Club promoter not the only one to run parties "in the sun"

A promoter of clubbing and rave events has had its claim for passing off dismissed by the Intellectual Property Enterprise Court (IPEC) , in respect of the words "in the sun" that are included in the name of both its own and the first defendant's clubbing and rave beach holidays.

The claimant had been using the words "in the sun" in varying ways since 2003 through its clubbing holidays called "Innovation in the Sun", "Inno in the Sun" and "In the Sun". The claimant's director claimed that, through the events it had run since 2004, it had built up goodwill associated with the phrase "in the sun" itself.

The two directors of the first defendant (the second and third defendant) are professional music producers who came up with an idea for a rave event in Kavos in late 2016. They decided on the name "Unity in the Sun", which they quickly announced on Facebook.

The defendants denied that any goodwill attached to the name of the claimant's "In the Sun" event: it was purely descriptive and also used by third parties who run similar music events across Europe.

IPEC considered that although "in the sun" was not entirely descriptive of such clubbing holidays, consumers are more likely to see the phrase as a generic term, not one clearly associated with only the claimant's events.

There was not enough evidence of goodwill in that specific phrase to support a claim of passing off.
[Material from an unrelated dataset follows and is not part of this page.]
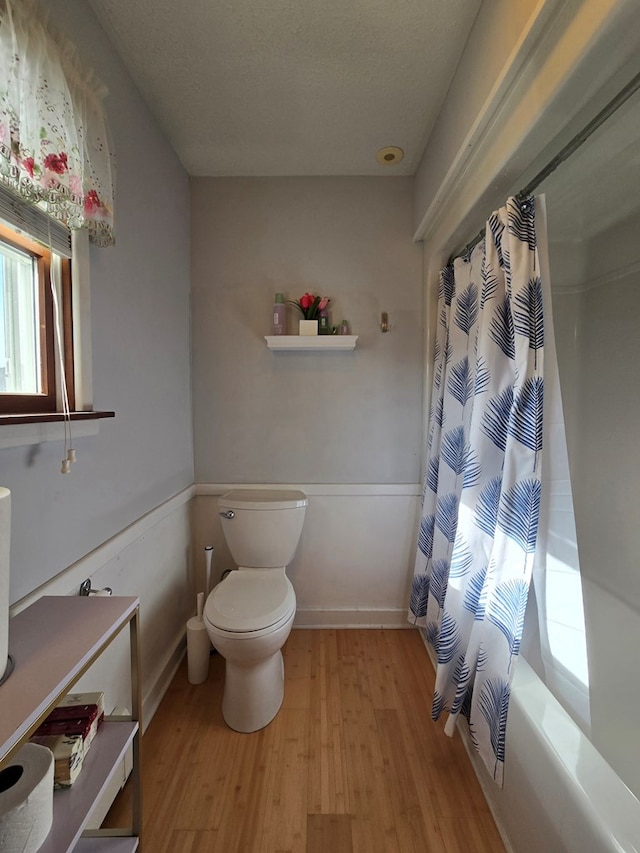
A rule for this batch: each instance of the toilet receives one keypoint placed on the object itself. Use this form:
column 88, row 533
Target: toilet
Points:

The Court did, however, note that there was goodwill in the overall brand of the "Innovation in the Sun" events: originally, the claimant's events had started off with the name "INNOVATION", and that word had more distinctive value.

Although the claim failed, Miss Recorder Amanda Michaels went on to examine whether the defendants had nevertheless misrepresented their Unity in the Sun music event as being associated with the claimant.

The second and third defendants asserted that both parties' events were very different, as each hosted different types of music and therefore would attract different clientele.

However, Miss Michaels did not agree: the difference in music played at their respective events would not preclude confusion – the events were all still seven-day, overseas clubbing holidays.

The evidence produced by the claimant to try and show that there had been actual confusion was also weak and minimal. It was the Court's view that there was enough difference between the names that most people would not be deceived.

In her judgment, Miss Michaels was critical of the evidence produced by both sides. The claimant had not provided direct evidence that its customers attributed the phrase to its events and had provided some weak evidence of the scale and frequency of its promotions.

It was therefore difficult to determine when any claimed goodwill would have begun. Furthermore, the claimant provided weak inconclusive evidence that there had been actual confusion between the parties' events.

The defendants produced virtually no evidence to show that the phrase was in common use by the parties nor any sufficient evidence related to third party use. Miss Michaels was also openly critical of the defendants' "bullish" position from the outset when the claimant first approached them, to remind them that, although successful here, they were still not faultless.

This case serves as a reminder that any claim of passing off based on goodwill must be based on sufficient evidence to show that people clearly associate the mark with the claimant's business.